Online, meanwhile—where Googling and eponymous Web sites have upped the ante for self-branding—anonymous expectant mothers post name polls every few hours on the popular Web site Urbanbaby.com. “Stuck in a baby name rut with nothing I love,” wrote one woman. “Need some inspiration.” Respondents offered Narissa, Amira, Mayher and Manelna, just to name a few.
“A general rule of thumb in creating new names today is you can’t let any of the consonants touch each other,” said Laura Wattenberg, programmer of the Baby Name Wizard Web site, which graphs the popularity of any name you type in over the last 100 years. “There’s been a huge shift, where parents are in a desperate hunt for novelty,” she said. “Everyone is determined that their children’s name should stand out. No one cares about fitting in anymore.”
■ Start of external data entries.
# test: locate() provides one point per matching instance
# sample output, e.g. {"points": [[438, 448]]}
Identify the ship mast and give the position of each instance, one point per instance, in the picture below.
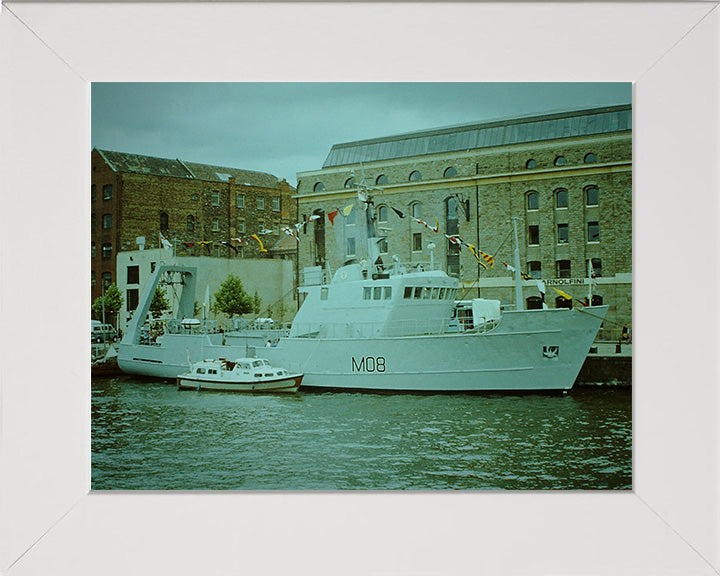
{"points": [[373, 249], [518, 278]]}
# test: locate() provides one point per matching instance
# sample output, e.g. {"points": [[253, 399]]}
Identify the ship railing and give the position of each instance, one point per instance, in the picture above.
{"points": [[416, 327]]}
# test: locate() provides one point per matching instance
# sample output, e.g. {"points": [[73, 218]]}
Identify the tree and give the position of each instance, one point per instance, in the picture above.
{"points": [[232, 299], [113, 300], [159, 303]]}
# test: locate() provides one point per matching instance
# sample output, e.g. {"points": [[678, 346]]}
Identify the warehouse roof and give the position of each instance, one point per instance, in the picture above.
{"points": [[484, 135], [139, 164]]}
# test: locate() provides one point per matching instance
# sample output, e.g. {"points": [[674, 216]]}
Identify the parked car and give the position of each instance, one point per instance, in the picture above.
{"points": [[103, 333]]}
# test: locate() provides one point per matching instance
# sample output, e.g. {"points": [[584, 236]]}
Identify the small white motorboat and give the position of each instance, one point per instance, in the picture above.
{"points": [[241, 375]]}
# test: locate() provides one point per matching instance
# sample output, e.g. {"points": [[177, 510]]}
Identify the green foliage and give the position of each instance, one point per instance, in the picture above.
{"points": [[232, 299], [159, 303], [113, 303]]}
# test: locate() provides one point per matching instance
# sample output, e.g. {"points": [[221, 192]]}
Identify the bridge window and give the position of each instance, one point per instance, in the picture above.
{"points": [[533, 303]]}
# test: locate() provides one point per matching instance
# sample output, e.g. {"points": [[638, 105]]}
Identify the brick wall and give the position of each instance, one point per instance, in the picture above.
{"points": [[495, 182]]}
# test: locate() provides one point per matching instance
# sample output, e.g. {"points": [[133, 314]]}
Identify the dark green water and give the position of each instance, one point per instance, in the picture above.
{"points": [[147, 435]]}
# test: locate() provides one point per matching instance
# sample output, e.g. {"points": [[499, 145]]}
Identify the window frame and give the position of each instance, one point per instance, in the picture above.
{"points": [[532, 194], [533, 228], [596, 190], [416, 242], [563, 268], [566, 227], [566, 195], [594, 223]]}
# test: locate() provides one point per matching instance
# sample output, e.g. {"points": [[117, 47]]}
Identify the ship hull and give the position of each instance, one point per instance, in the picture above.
{"points": [[528, 350], [287, 384]]}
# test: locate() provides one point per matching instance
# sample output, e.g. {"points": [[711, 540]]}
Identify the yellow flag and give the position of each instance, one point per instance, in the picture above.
{"points": [[563, 294]]}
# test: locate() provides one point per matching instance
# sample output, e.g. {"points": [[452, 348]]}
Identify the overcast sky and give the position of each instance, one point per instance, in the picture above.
{"points": [[288, 128]]}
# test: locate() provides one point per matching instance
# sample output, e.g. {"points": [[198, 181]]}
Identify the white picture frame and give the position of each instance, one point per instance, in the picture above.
{"points": [[50, 522]]}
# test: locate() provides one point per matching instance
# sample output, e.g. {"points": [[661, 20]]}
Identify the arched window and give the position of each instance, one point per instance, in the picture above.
{"points": [[382, 213], [591, 196], [533, 200], [533, 303], [561, 198]]}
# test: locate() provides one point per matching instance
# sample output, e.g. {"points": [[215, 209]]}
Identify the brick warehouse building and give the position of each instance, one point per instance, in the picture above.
{"points": [[566, 177], [138, 197]]}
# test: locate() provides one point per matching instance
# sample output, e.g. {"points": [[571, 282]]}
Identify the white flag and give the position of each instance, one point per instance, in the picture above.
{"points": [[164, 241]]}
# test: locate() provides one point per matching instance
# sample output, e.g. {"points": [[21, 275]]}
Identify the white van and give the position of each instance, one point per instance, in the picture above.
{"points": [[102, 332]]}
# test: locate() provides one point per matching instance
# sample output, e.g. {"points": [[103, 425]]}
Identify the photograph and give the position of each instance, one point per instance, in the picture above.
{"points": [[361, 286], [399, 289]]}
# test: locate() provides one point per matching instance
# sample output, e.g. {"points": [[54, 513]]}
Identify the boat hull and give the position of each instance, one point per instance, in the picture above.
{"points": [[529, 350], [286, 384]]}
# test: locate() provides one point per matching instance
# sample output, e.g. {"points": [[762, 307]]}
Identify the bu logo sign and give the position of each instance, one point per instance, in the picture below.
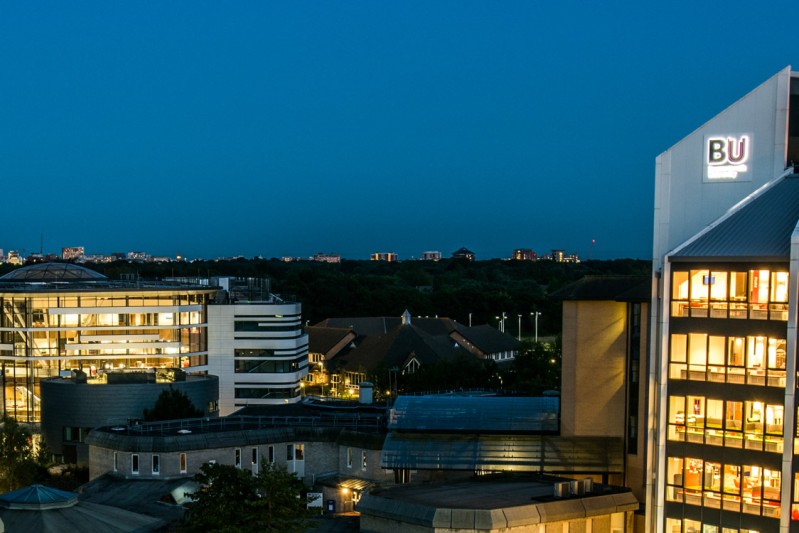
{"points": [[726, 157]]}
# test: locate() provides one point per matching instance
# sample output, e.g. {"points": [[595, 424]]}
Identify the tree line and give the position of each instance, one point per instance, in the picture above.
{"points": [[453, 288]]}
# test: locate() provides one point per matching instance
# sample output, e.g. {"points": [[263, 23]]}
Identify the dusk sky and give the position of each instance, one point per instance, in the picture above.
{"points": [[290, 128]]}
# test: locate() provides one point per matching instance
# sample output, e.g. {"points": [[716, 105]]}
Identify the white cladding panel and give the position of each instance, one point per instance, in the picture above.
{"points": [[685, 202], [222, 343]]}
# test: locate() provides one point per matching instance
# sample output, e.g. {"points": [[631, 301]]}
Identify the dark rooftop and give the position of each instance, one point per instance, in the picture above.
{"points": [[607, 288], [493, 502], [758, 229], [52, 272]]}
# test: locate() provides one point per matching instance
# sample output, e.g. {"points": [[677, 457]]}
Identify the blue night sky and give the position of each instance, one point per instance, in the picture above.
{"points": [[289, 128]]}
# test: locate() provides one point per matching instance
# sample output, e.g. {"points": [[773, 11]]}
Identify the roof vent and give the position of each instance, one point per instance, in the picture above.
{"points": [[562, 489]]}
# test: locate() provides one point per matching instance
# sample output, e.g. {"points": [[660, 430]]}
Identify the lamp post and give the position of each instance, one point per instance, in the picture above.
{"points": [[536, 314]]}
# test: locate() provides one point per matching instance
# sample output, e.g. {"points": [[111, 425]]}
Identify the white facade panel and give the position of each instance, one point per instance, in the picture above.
{"points": [[685, 201], [224, 340]]}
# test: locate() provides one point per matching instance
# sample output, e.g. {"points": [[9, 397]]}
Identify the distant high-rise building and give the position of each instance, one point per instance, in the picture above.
{"points": [[327, 258], [524, 254], [138, 256], [70, 253], [463, 253]]}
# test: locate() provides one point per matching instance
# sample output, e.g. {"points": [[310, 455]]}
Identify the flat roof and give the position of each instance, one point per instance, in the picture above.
{"points": [[492, 502]]}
“I was thinking of ‘Bookcase’ for a girl,” said the ditzy secretary character Cerie on a recent episode of 30 Rock, not altogether ridiculously. Literature is a common inspiration for New York parents seeking a name with extra oomph. Brandy Keenan, the former director of the Lennon, Weinberg gallery in Chelsea, named her 3-month-old daughter Eowyn (pronounced ay-oh-winn), after a character in The Lord of the Rings. Her 2-year-old son is named Phineas, after a character in the John Knowles book A Separate Peace. Both names tend to confound new acquaintances. “At the pediatrician’s office, when Phin was born, it took them a while not to say ‘Fin-ah-us,’” Ms. Keenan said. “Eowyn is a lot harder for people. I get a lot of E-o-win, or they think her name is Edwin and I misspelled it. It’s an old English spelling, so I kind of asked for it.”
Meanwhile, Michele Barber, an art director for Oxford University Press, named her son Langston Toussaint (after both the African-American poet Langston Hughes and the Haitian revolutionary Toussaint L’Ouverture). “I think it sounded pretty dignified, and I liked the way the names came together,” she said. “People like it across the board, but across the board I have to spell it. I’m just hoping it doesn’t hold him back.”
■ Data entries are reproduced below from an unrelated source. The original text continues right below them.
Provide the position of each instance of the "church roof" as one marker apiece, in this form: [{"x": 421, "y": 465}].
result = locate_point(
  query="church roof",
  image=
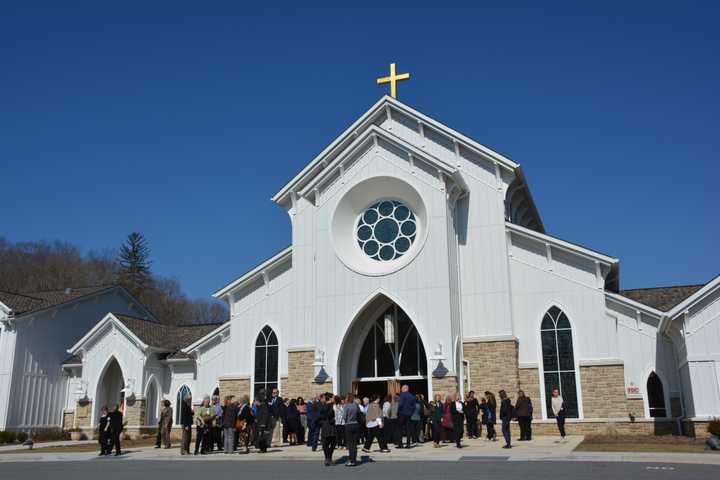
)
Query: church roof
[
  {"x": 326, "y": 159},
  {"x": 23, "y": 303},
  {"x": 166, "y": 337},
  {"x": 661, "y": 298}
]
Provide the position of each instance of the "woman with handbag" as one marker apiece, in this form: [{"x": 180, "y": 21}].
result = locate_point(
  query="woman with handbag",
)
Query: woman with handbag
[
  {"x": 229, "y": 414},
  {"x": 244, "y": 423}
]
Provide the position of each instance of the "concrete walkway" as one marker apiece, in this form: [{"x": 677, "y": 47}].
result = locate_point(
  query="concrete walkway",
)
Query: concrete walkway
[{"x": 539, "y": 449}]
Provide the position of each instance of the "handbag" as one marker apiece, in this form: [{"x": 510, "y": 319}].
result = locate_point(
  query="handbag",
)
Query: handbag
[{"x": 240, "y": 425}]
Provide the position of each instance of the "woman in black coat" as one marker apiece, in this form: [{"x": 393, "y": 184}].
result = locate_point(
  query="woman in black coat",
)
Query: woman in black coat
[
  {"x": 506, "y": 414},
  {"x": 327, "y": 427},
  {"x": 457, "y": 408},
  {"x": 262, "y": 424}
]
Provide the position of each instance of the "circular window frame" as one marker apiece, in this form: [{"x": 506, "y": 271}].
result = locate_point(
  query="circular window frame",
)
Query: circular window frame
[
  {"x": 398, "y": 224},
  {"x": 344, "y": 223}
]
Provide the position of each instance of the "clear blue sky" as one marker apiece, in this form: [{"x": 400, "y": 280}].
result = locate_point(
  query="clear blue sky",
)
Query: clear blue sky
[{"x": 181, "y": 121}]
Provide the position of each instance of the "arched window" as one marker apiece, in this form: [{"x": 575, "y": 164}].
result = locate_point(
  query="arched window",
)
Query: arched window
[
  {"x": 183, "y": 393},
  {"x": 266, "y": 360},
  {"x": 392, "y": 348},
  {"x": 656, "y": 396},
  {"x": 558, "y": 360}
]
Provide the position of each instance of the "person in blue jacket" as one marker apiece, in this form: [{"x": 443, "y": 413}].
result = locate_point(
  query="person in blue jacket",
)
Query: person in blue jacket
[
  {"x": 313, "y": 420},
  {"x": 406, "y": 408}
]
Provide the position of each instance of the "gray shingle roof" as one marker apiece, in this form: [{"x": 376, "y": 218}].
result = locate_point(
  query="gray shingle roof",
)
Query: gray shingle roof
[
  {"x": 23, "y": 303},
  {"x": 661, "y": 298},
  {"x": 167, "y": 337}
]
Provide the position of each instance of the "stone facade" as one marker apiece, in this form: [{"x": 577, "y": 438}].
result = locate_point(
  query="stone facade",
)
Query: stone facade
[
  {"x": 301, "y": 380},
  {"x": 529, "y": 382},
  {"x": 236, "y": 386},
  {"x": 83, "y": 415},
  {"x": 636, "y": 407},
  {"x": 603, "y": 391},
  {"x": 493, "y": 365},
  {"x": 444, "y": 385}
]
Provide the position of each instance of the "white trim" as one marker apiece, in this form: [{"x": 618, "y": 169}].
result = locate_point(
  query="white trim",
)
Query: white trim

Not to worry, said Lydon Vonnegut (no relation to Kurt), an elementary-school teacher at Collegiate. “I don’t see that many kids getting a lot of guff,” she said. “There are so many unusual names that the kids don’t really notice anymore. We have quite a few kids that have names that aren’t derived from English. They’re all so unique.” Ms. Vonnegut added that she was teased as a kid and wished for a different name. “I wanted to be more like everybody else,” she said. “But it wasn’t traumatic by any stretch.”
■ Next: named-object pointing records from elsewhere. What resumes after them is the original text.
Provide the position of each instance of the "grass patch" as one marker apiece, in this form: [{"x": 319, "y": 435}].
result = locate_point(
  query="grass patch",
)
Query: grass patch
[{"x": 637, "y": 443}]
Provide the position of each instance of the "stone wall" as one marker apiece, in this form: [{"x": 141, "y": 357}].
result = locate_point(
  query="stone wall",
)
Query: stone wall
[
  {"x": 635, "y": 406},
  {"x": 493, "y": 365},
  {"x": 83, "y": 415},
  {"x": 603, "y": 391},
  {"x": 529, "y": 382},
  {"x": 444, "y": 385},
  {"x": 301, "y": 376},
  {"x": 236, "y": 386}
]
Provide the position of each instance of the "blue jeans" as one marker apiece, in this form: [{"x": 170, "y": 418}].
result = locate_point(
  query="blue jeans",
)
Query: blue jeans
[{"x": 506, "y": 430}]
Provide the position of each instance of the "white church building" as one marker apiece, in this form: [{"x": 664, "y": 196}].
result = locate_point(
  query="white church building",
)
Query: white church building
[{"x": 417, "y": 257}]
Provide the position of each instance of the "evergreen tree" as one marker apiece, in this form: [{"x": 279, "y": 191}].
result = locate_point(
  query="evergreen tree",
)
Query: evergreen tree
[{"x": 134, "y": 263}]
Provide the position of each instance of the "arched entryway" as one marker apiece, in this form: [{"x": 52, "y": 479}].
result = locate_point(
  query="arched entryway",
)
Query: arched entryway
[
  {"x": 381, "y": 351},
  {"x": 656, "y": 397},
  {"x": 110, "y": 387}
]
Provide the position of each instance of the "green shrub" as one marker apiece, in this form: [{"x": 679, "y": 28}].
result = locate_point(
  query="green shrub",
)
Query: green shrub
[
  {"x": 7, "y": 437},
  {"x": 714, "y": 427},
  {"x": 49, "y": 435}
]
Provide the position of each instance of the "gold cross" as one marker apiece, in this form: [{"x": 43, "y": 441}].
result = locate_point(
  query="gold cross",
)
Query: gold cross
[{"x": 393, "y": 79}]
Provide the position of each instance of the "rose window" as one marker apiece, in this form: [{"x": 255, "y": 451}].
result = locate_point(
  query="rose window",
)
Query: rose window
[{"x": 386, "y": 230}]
Not everyone is hopping onboard the bizarre baby-name bandwagon, of course. At Every Day Athlete Studio in Carroll Gardens the other day, a passel of parents was balancing their little ones’ bare feet for Bungee Baby, a variation on the area’s ubiquitous mommy-baby yoga classes. “I didn’t want one of those odd names,” said Sarah Segal, a television reporter turned stay-at-home mom. Ms. Segal and her husband, an associate creative director, opted for the classic Isabel. “It went well with her last name,” Ms. Segal said. “It was a visual-design thing.”
“A lot of parents are unique with the spelling of their kids’ names, like Madison spelled with a ‘y,’” said Lauren McBride, a master’s candidate and mother of 4-month-old Alexander, with some disgust. “When you hear a name like that, you feel bad for the kid.”
And speaking on the phone later, Pilar Guzman, the editor in chief of Cookie magazine, Condé Nast’s tot-oriented shopping magazine, recalled with a twinge of pain the difficulty her childhood contemporaries had in pronouncing her seemingly simple name.
“Even though Pilar is a relatively easy two-syllable name, you can’t imagine how it was bastardized,” she said. “As a kid, instead of having the instinct to say your name more loudly when you hear it mispronounced or misunderstood, your instinct is to retreat into yourself, because it’s embarrassing. During those formative years, all you really want to be called is Jenny.”